While members of parliament engage in fistfights over the status of the Russian language, the British press has been warning people of color that they face racist attacks if they come here. None of the games has sold out so far. And European leaders are boycotting Ukraine over the imprisonment of former prime minister Yulia Tymoshenko.
“We have this awkward situation where the image is deteriorating all the time,” said Oleksandra Betliy, who works at the Institute for Economic Research and Policy Consulting here. “We won’t receive the benefits we wanted.”
Blame for Ukraine’s impending black eye lies largely with the government of President Viktor Yanukovych — corrupt, vindictive toward political opponents and increasingly isolated from the country it runs, its critics say. It has been going easy on repression recently, perhaps to buff up its image, and it did, at the last minute, manage to get new stadiums and airport terminals built and highways repaved. But even if the games themselves are a success in the end, they’re not likely to mark a turning point in Ukraine’s evolution.
“Ukraine lost the chance to present itself as a European country,” said Arkadiy Bushchenko, executive director of the Ukrainian Helsinki Human Rights Union.
Not so, countered Anatoly Holubchenko, in charge of Kiev’s preparations. (The other participating cities are Donetsk and Kharkiv, in the Russian-speaking east, and Lviv in western Ukraine.) “I think that we have integrated very deeply into Europe,” he said, “and soon Europeans will say, ‘Ukraine is ours! Surely, it is ours!’ ”

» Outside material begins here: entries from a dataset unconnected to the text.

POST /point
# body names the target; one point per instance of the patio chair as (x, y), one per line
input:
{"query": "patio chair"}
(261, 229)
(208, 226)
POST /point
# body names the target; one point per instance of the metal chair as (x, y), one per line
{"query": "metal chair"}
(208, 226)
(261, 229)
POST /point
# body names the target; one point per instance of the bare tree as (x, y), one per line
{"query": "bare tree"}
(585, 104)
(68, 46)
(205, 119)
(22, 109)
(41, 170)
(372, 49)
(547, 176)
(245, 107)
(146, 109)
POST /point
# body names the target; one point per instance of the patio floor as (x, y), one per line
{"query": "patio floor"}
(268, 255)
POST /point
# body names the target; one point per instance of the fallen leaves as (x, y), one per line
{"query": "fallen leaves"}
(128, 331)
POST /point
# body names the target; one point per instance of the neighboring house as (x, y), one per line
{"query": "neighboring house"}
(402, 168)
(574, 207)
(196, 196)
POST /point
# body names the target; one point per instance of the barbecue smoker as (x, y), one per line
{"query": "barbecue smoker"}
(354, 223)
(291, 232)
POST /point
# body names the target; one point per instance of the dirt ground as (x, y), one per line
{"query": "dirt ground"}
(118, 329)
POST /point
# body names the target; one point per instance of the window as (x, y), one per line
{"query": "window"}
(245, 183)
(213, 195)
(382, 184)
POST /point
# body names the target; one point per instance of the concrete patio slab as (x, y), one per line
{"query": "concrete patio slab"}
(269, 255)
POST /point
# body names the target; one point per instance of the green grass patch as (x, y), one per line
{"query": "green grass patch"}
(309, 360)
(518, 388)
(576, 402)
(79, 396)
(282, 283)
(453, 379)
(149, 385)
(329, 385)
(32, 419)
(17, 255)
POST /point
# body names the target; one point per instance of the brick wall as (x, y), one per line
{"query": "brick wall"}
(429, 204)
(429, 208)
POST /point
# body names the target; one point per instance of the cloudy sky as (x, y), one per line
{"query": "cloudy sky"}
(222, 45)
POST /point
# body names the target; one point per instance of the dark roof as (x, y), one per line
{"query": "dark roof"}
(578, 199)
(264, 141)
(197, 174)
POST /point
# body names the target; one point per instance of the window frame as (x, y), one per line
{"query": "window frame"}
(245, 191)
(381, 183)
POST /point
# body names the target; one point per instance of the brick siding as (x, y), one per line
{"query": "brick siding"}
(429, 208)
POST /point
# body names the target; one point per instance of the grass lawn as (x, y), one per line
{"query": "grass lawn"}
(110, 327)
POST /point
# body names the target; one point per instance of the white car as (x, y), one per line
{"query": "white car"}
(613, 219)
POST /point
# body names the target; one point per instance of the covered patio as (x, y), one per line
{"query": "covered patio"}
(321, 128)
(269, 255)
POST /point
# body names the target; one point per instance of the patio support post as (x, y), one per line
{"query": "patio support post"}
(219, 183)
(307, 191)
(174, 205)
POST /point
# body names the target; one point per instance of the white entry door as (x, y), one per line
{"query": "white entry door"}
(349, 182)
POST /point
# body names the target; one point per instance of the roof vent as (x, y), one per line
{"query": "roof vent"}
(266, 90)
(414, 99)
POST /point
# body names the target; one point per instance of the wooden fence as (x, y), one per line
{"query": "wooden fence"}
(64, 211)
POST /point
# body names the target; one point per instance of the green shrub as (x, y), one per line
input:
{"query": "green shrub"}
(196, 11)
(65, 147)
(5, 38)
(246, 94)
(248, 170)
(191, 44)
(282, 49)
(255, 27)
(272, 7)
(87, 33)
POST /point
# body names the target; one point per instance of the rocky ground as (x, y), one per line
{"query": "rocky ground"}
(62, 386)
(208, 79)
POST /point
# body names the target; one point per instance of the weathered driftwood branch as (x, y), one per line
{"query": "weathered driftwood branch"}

He said the city of Kiev, with help from the central government, spent about $700 million getting ready for the month-long tournament — and that doesn’t count the cost of its new stadium, reportedly also running at up to $700 million. Or the new airport terminals.
But fans arriving from abroad are expected to spend only $300 million to $400 million, Betliy said — and that’s for all of Ukraine. Part of the problem is that soccer fans aren’t necessarily big spenders. Holubchenko boasted that 30,000 Swedes are expected. But a large number of them will be camping on an island in the Dnieper River.
The tourist infrastructure, in any case, is still woefully lacking. Pavel Babenko, who runs a citizen monitoring group that tracks the preparations, said that the tournament and the crowds it draws may help Ukrainian leaders finally recognize how much more needs to be done. Part of it is a change in attitude: Ukraine’s children’s ombudsman didn’t help matters when he warned parents to send their kids out of Kiev and the other cities for the month of June so they wouldn’t be attacked by foreign pedophiles.